Ministro colombiano acusa diplomata suíço de levar US$ 500 mil para as Farc

Bogotá, 6 jul (EFE).- O ministro da Defesa colombiano, Juan Manuel Santos, declarou que o diplomata suíço Jean Paul Gontard, que participou dos esforços para a libertação dos reféns das Forças Armadas Revolucionárias da Colômbia (Farc), aparece como portador de US$ 500 mil confiscados da guerrilha na Costa Rica.

EFE |

Santos fez a afirmação em entrevista publicada hoje pelo jornal "El Tiempo", na qual reiterou que o Governo colombiano não pagou pelo resgate dos 15 reféns das Farc.

Os seqüestrados foram libertados na quarta-feira pelo Exército da Colômbia, e entre eles estavam a ex-candidata presidencial Ingrid Betancourt; os americanos Thomas Howes, Keith Stansell e Marc Gonsalves, e 11 militares e policiais colombianos.
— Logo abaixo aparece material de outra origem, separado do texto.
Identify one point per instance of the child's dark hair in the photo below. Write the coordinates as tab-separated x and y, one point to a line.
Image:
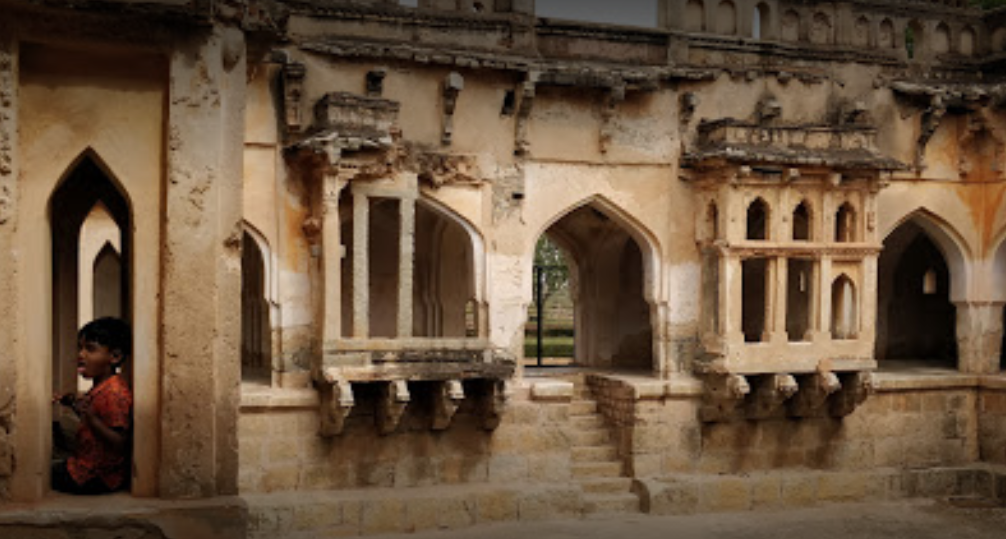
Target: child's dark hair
108	331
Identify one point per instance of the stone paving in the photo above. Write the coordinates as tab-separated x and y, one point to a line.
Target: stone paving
916	519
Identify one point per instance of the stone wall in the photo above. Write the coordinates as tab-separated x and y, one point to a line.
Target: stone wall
281	448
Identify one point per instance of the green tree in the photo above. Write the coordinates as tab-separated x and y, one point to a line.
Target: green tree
549	255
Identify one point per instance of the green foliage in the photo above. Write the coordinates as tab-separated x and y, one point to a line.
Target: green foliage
548	255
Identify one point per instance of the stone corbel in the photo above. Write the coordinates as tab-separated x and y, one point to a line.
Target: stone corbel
814	391
491	403
856	386
391	405
293	92
527	93
336	402
447	398
616	96
453	85
770	395
723	396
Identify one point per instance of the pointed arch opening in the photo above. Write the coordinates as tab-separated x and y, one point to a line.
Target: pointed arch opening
91	225
758	219
915	317
844	309
802	230
609	287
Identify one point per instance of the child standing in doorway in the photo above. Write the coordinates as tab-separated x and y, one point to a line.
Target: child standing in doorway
100	463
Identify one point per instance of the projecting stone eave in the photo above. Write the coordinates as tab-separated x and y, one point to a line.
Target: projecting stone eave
861	161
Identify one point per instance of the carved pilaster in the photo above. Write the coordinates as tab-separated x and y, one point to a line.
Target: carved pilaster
527	91
293	92
447	398
814	391
770	395
336	402
453	85
391	404
616	96
491	403
856	386
723	396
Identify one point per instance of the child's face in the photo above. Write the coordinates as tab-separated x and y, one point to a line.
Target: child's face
96	361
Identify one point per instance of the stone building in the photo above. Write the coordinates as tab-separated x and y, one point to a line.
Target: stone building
784	221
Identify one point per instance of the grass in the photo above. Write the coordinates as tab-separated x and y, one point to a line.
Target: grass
551	346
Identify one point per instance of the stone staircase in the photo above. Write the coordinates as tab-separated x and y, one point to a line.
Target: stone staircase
596	466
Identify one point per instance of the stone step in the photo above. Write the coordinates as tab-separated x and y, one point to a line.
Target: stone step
582	407
579	437
596	470
595	454
587	421
607	486
611	503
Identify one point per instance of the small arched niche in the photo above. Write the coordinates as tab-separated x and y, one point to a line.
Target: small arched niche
802	222
845	223
844	314
758	219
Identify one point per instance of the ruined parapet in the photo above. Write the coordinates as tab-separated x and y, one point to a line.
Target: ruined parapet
790	288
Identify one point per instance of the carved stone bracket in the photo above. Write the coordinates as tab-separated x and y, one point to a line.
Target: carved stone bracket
856	386
453	85
447	398
814	391
723	396
522	120
391	404
336	402
293	92
770	396
616	96
491	403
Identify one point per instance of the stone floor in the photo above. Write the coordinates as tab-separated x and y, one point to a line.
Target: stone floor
915	519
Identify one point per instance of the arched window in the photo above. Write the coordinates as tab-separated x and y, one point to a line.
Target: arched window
726	18
967	43
802	222
821	28
791	26
885	37
844	323
845	223
695	16
758	219
941	39
761	22
861	32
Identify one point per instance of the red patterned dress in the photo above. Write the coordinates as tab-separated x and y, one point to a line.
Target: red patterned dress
112	403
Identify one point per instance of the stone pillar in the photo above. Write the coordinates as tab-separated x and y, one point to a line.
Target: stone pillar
406	251
201	266
361	264
777	299
11	398
332	259
979	337
730	299
824	298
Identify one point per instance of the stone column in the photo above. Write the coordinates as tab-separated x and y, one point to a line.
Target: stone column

"A única coisa que eu digo é que esse senhor (Gontard) terá que explicar por que aparece nas mensagens de 'Raúl Reyes' como o portador dos US$ 500 mil apreendidos da guerrilha colombiana na Costa Rica", disse o ministro, se referindo ao computador do porta-voz internacional das Farc.

Reyes foi morto em 1º de março, em uma operação do Exército colombiano em território equatoriano, na qual também morreram outras 25 pessoas, e que gerou uma crise diplomática entre Colômbia e Equador.

Quando perguntado se Gontard "se aliara à guerrilha" colombiana, Santos respondeu: "Nem uma palavra a mais".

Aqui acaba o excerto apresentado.